[hsflinux] modprobe for hsf driver making machine hang

Josh Green jgreen at users.sourceforge.net
Tue Aug 31 16:10:22 EDT 2004


On Tue, 2004-08-31 at 14:40, reluctantconexantuser at driveconsultants.com
wrote:
> I have been having the same problem that has been reported by several others where running the modprobe to insert the hsfserial module causes a 2.6  kernel machine (gentoo in my case) to all but crash. I have investigated this and I fully understand the problem and 95% of the solution. I know exactly how to configure a working system that will load the required modules on demand, using the correct methods without any bodges.
> 
> If this was free software I would happily post the full solution here, however since Linuxant are charging us for the privilege of using the full blown driver I don't particularly want them to benefit from the several hours of work I have spent on this. I suppose if they were to send me a full licence I would publish my solution.
> 
> The solution of course lies in the modprobe.conf file. I know exactly what modifications are needed to this file, however I'm not 100% sure how to make a change in the modules.d/hsf file in such a way that it can be correctly translated. I must say, the current state in Linux where we in a transition from modules.conf to modprobe.conf is hardly satisfactory. The sooner we can do away with modules.conf the better, but there doesn't seem to be an equivalent of modules.d that relates to modprobe.conf.

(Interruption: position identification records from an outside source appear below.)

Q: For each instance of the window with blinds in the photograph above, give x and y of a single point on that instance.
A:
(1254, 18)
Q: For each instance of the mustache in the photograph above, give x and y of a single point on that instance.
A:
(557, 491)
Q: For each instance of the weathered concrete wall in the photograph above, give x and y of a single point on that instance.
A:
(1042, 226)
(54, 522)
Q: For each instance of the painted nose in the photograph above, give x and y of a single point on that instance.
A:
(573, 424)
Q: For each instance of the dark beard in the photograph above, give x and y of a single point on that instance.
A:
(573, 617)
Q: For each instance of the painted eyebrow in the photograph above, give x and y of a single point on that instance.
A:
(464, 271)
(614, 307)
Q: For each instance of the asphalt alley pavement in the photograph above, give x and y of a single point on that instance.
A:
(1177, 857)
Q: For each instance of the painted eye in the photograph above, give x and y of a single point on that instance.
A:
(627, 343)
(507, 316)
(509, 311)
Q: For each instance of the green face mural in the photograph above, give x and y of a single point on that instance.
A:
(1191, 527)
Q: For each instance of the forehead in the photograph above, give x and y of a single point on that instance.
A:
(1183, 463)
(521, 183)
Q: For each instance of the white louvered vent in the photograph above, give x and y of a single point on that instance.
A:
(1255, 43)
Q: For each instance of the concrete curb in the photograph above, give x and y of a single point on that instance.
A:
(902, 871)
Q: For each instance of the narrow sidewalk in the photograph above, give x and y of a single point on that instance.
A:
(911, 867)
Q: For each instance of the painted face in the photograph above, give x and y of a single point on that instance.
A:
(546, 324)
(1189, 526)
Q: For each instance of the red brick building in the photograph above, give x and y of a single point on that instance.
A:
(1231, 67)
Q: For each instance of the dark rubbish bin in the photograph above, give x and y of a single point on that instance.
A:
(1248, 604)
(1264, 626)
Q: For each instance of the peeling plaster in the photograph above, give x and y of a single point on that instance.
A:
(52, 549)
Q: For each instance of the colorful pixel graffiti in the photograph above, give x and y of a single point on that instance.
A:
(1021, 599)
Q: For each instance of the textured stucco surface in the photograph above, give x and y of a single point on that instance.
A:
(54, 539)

I also use gentoo and some of those posts were from me. Not sure if you
saw the email or not, but I believe it was one of the Linuxant
developers. It was mentioned that the problem is with module-init-tools
and modprobe. It gets into a recursive dependency situation where an
endless number of insmod processes get forked off, essentially forking
your machine :)  The fix mentioned was to upgrade to 3.0 of
module-init-tools. This doesn't work, at least with Gentoo, since the
bug appears to be there as well (it was the first version I was using
before I started trying older versions). For now I just have all the
modules load at boot time using /etc/modules.autoload.d/kernel-2.6 (they
load in the order of dependency) and removed the probeall lines from
/etc/modules.d/hsf.

I can understand your reluctance to share your hard earned information
to a project that isn't completely open. But unfortunately its the only
option for us poor users who happen to end up with one of these Conexant
software modems and want to use Linux (as I'm sure you know). I've been
tempted to just purchase another modem at times since I've been less
than satisfied with the Linuxant drivers and Linux kernel 2.6. Once I
resolved the modprobe issue though, things have been working fine
(despite some weired interaction from my ALSA PCM drivers and the modem,
which I'll describe in another email). I just hope it doesn't break with
the next kernel release. It just goes to show, with an open source
operating system its nice to have open hardware as well (which is no
fault of Linuxant's I'm sure). Cheers.